BYU earns a #6 seed and will face UCLA or Michigan State in NCAA Tournament


Cougars will play in the Big Dance for the first time since 2015

BYU forward Matt Haarms (3) and Pepperdine forward Kessler Edwards reach for the ball at the tippoff of an NCAA semifinal college basketball game at the West Coast Conference tournament Monday, March 8, 2021, in Las Vegas. (AP Photo/David Becker)

PROVO, Utah (ABC4 Sports) – The BYU basketball team earned the respect of the NCAA Tournament Committee, getting a 6-seed in the NCAA Tournament.

The Cougars (20-6) will face the winner of the play-in game between UCLA (17-9) and Michigan State (15-12) on Saturday. Tip-off is set for 7:40 p.m. MT at Hinkle Fieldhouse in Indianapolis.

“I’m super excited to make it to the tournament,” said center Matt Haarms. “This team has worked so hard to earn this. It’s not something that every team gets.”

“I got a lot of energy flowing through me right now,” added senior guard Matt Barcello. “I feel like I got a new pair of legs right now. Just so excited for this opportunity. I think we’re going to shock a lot of people and I know we’re going to be ready to play.”

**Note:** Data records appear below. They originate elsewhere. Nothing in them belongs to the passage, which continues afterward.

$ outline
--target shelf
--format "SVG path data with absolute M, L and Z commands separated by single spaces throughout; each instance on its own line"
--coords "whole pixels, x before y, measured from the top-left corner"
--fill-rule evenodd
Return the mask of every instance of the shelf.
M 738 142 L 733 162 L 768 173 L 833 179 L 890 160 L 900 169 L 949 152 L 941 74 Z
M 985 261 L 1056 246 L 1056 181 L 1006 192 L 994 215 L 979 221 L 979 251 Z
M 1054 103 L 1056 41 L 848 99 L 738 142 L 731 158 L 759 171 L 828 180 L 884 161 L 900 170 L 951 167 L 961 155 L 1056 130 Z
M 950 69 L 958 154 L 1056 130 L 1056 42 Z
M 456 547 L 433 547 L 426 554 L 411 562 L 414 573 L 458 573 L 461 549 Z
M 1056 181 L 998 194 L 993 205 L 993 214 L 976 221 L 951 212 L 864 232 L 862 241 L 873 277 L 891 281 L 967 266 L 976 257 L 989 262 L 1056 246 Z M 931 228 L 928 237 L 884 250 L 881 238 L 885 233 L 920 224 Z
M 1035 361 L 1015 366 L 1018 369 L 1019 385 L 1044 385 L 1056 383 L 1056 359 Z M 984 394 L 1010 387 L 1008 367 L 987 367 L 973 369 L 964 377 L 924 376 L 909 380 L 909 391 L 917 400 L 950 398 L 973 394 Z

BYU would have ended a five-year NCAA Tournament drought last year had it not been canceled. But the Cougars will enter the Big Dance with its highest seed since 2011, when they were a 3-seed led by Jimmer Fredette.

There will be 11 days between games for the Cougars, who lost in the West Coast Conference semifinals to #1 Gonzaga on Tuesday.

But the Cougars have dealt with long layoffs this season. They went ten days between games in February, and came out and beat Pacific by 28.

BYU can finally put the disappointment from having the tournament canceled last year to rest.

“Because of what happened last year, we just have this incredible sense of urgency to stay healthy and to play well,” head coach Mark Pope said. “I think we have an unbelievable amount of gratitude for the opportunity that we have to do it. If you are going to play in the NCAA Tournament, you probably want to have Michigan State and UCLA right there. So, we’re incredibly excited.”

While the Cougars will be favored to move on to the second round against either Texas or Abilene Christian, they cannot look past either UCLA or Michigan State.

“We cannot look past this matchup,” Haarms said. “It doesn’t matter that we’re the six and we’re going to play an 11 and we’re supposed to win. We cannot look past that. The ultimate goal of this team right now is make the second round. It shouldn’t be get to the Sweet 16, it shouldn’t be it to the Elite 8, it shouldn’t be to win a national championship. That’s all fun and games before the tournament starts. But now our ultimate goal and the only thing we should be thinking about is making the second round.”

If BYU makes it to the Sweet 16, the bracket schedule would have be re-arranged. As the bracket is constructed now, it would position the Cougars to play a Sweet 16 game on March 28, a Sunday, which violates BYU’s policy of playing on Sundays.

The NCAA has announced a contingency plan, however, that would swap the East and Midwest regions’ playing dates if the Cougars win two games and make the Sweet 16, which the team last reached in 2011.

The move would mean the East teams, currently scheduled to play their Sweet 16 and Elite Eight games on March 28 and March 30, a Sunday and a Tuesday, would swap with the Midwest Region, which has games scheduled for March 27 and March 29, Saturday and Monday. If BYU reaches the Sweet 16, the East’s games would move to those dates to accommodate the Cougars — a move that would reduce the region’s days of rest between games to four — and the Midwest would play the Sunday-Tuesday stretch, allowing those teams to gain an additional day of rest between games (six).

“That contingency will only be utilized in the event that BYU were to advance to the Sweet 16,” Dan Gavitt, the NCAA’s men’s basketball vice president, said on “If they do not, then there would be no change to dates for any teams for regionals.”

The other two regions would not be affected by BYU’s advancement to the Sweet 16.